YES, IT WILL NEVER. 57 million South Africans will never start accepting African foreign nationals especially with the prevailing socio-economic situation in the country.
Yes, it is the TRUTH and I have just said.


9/4/2019.
Unemployment rate in South Africa stood at 29% in the Q1 of 2019.
About 1.64million people out of the over 58million people in South Africa are migrants according to her population data. Ani Nonso do not subscribe to the infamous narrative that the late Mandela's neo-liberal cum pan-africanist policies of the post-apartheid regime made migrants and foreign nationals to flourish into the the country sitting at the tip of southern Africa,took over their jobs,court their women and spread crime.


The ANC Government for over 25yrs after the end of Apartheid embraced social welfarism as a policy of balancing the economic inequalities set in motion by the Apartheid regime. It is arguably true that this policy has helped to lift some poor out of poverty. However,it is untrue that interventionism will continue to sustain the lives of South Africans whom money grants have rendered lazy in the face of "successful" small migrant population.The rulling party in its incompetence has shifted this blame to the migrant community.


The South African population faces the problem of endemic mis-governance from the ANC who has reportedly incited the aboriginals against migrants and foreign nationals as this will greatly help in concealing govt ineptitude.
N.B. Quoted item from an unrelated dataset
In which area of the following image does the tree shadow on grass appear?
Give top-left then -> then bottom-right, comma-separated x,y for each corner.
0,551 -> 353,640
The people are yet to see this even as they clamor for acquisition of white-owned lands by the government for redistribution. This again will make the state more powerful and in due course tyranny will set in.
Xenophobia is the least we can get from the RSA of the above happens.


South African peoples like all other African countries prefer to vest more powers on the state which will now begin to use interventions to run the basic needs of people.


It is this simple;allow the state to own lands, capital and labor. The state should deploy same as it pleases it to raise revenues. Push these revenues as grants and cash transfers into the pockets of lazy citizens who are either lazy or lack the necessary Enterprise to till the lands and make taxable income from same. It doesn't matter that these grants and monies will get pilfered away by opportunists like Jacob Zuma who already has loads of corruption cases hanging around his neck.


South Africa is gradually sinking into a welfarist state and the resources can no longer go round because of the corruption that comes with governance by interventionism. A migrant population that is less than 5% of the entire population of 58m is not the reason why unemployment rate has risen to 29%. The rulling party is just who needs to be attacked.